Boris is apparently saying he won’t oppose a third runway at Heathrow, so if anything he’s being consistent in changing horses, just as he did with Michael Gove.

But perhaps more surprisingly, Willie Walsh, the Chief Executive of IAG, who own BA, is quoted as calling Heathrow a fantasy project, which has been gold-plated and inflated by the owners to maximise their returns, at the expense of the airlines.

The paper also says that Gatwick will build a new runway anyway.

The latter is confirmed in this article on the Sky News web site, which is entitled Gatwick Airport to plan new runway even if Heathrow wins.

Elsewhere in The Sunday Times, there is a story about lawyers preparing their knives and forks for an expensaive dinner on all the arguments.

On top of all this of course, Londoners generally avoid Heathrow, as they prefer to do business with any Airport that treats passengers how they prefer to be treated.

This article on Get West London is entitled Bookmaker installs Gatwick as clear favourite over Heathrow in battle for new runway.

Could we be seeing something unique in the world of airports? A city with two major two-runway airports!

It will be interesting to see if the smart money is being put into commercial property like hotels and offices at Farringdon, where Crossrail and Thameslink cross.

I think that as passengers are much more flexible these days and even eighty-year-olds know how to work the Internet to their advantage, I think that if the Government makes the sensible choice and chooses Gatwick, we’ll see a marketing war, between the two airports, led by innovative airlines.

The major winners could be the passengers.

 

October 9, 2016 Posted by | Travel | , , , , | 3 Comments

Sadiq Khan Backs Gatwick

This article on the BBC is entitled Sadiq Khan urges swift decision on Gatwick expansion.

Doesn’t most of those living and/or working in london and the South East?

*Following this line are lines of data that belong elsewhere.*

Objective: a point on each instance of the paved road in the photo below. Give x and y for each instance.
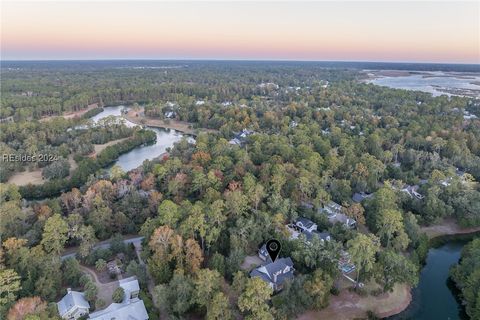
(137, 242)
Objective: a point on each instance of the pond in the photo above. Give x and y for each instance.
(432, 298)
(134, 158)
(436, 83)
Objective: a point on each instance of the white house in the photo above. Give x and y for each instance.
(131, 308)
(73, 305)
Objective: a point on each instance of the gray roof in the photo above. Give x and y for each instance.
(73, 299)
(282, 268)
(307, 223)
(321, 235)
(133, 310)
(359, 197)
(129, 285)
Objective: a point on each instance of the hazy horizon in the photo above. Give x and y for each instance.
(355, 31)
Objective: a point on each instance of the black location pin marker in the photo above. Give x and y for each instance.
(273, 248)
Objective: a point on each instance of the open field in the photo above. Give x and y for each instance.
(72, 114)
(447, 227)
(100, 147)
(349, 305)
(138, 117)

This is said in the article.

London Mayor Sadiq Khan has urged Theresa May to make a quick decision on airport expansion in the South East.

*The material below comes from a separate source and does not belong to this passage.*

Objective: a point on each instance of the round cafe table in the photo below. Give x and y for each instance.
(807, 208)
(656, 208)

Mr Khan said the new Prime Minister should make the final decision on whether a new runway should be built at Gatwick or Heathrow a top priority.

This decision has been kicked further into the long grass for years, ever since Harold Wilson cancelled Maplin Airport in 1971.

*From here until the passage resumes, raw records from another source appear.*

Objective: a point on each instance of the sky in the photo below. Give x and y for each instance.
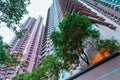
(36, 8)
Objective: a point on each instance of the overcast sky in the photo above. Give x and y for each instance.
(36, 8)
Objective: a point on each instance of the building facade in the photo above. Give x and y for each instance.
(110, 8)
(28, 46)
(56, 13)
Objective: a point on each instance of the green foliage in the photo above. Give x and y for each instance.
(55, 36)
(111, 44)
(4, 49)
(5, 57)
(74, 29)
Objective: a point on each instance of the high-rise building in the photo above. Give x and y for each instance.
(110, 8)
(29, 46)
(57, 12)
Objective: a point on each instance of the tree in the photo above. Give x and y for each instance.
(74, 30)
(110, 45)
(12, 11)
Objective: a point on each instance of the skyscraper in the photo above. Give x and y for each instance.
(30, 44)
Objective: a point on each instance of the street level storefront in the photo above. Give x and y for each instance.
(106, 69)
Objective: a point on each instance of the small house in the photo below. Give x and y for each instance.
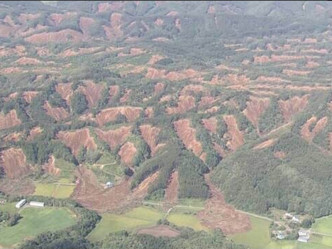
(21, 203)
(109, 184)
(36, 204)
(304, 235)
(281, 235)
(295, 220)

With Brexit on the near hotizon, what better way to say the UK and London is open for business, than by deciding on the next runway in the South East.

I don’t believe Heathrow should build another runway for the following reasons.

  • Building another runway would cause endless problems as the M25 is diverted., if what happened when it was diverted for Terminal 5 is anything to go by.
  • Gatwick will have better rail connections.
  • Heathrow has annoyed a lot of influential and powerful people and organisations in West London.
  • The site is too small, even after demolishing the odd village.
  • I don’t believe they’ll solve the pollution problem.
  • I don’t like approaching the airport over Central London.
  • It is the more expensive option.

You can probably say similar things for Gatwick.

But at least Gatwick’s owners don’t seem to be as greedy and uncooperative as those at Heathrow.

At least Gatwick’s plans seem well advanced, as this visualisation shows.

Gatwick With Two Runways

Gatwick With Two Runways

This appears to me to be a good efficient design.

  • The new runway is on the left.
  • It looks like the secondary North runway, used when the current main runway is under msaintenance, is still in place.
  • Between the two runways is a massive new terminal.
  • Note the station in the bottom right corner, with the Brighton Main Line going across.
  • The red line is a shuttle, that takes passengers between the current North and Main terminals, the new terminal and the train station.
  • Little demolition seems to have taken place.

But in some ways, where the runway is built is irrelevant, if Crossrail and the improved Thameslink work as they say on their tins.

These two high-capacity railways will give Heathrow and Gatwick a shared terminal called London, that unfortunately for them, they will share with  Stansted, Luton, HS2 and Eurostar.

I feel though, that because of Brexit, we’ll see a decision before the end of the year and possibly in the next few weeks.

British governments have fiddled for far too long!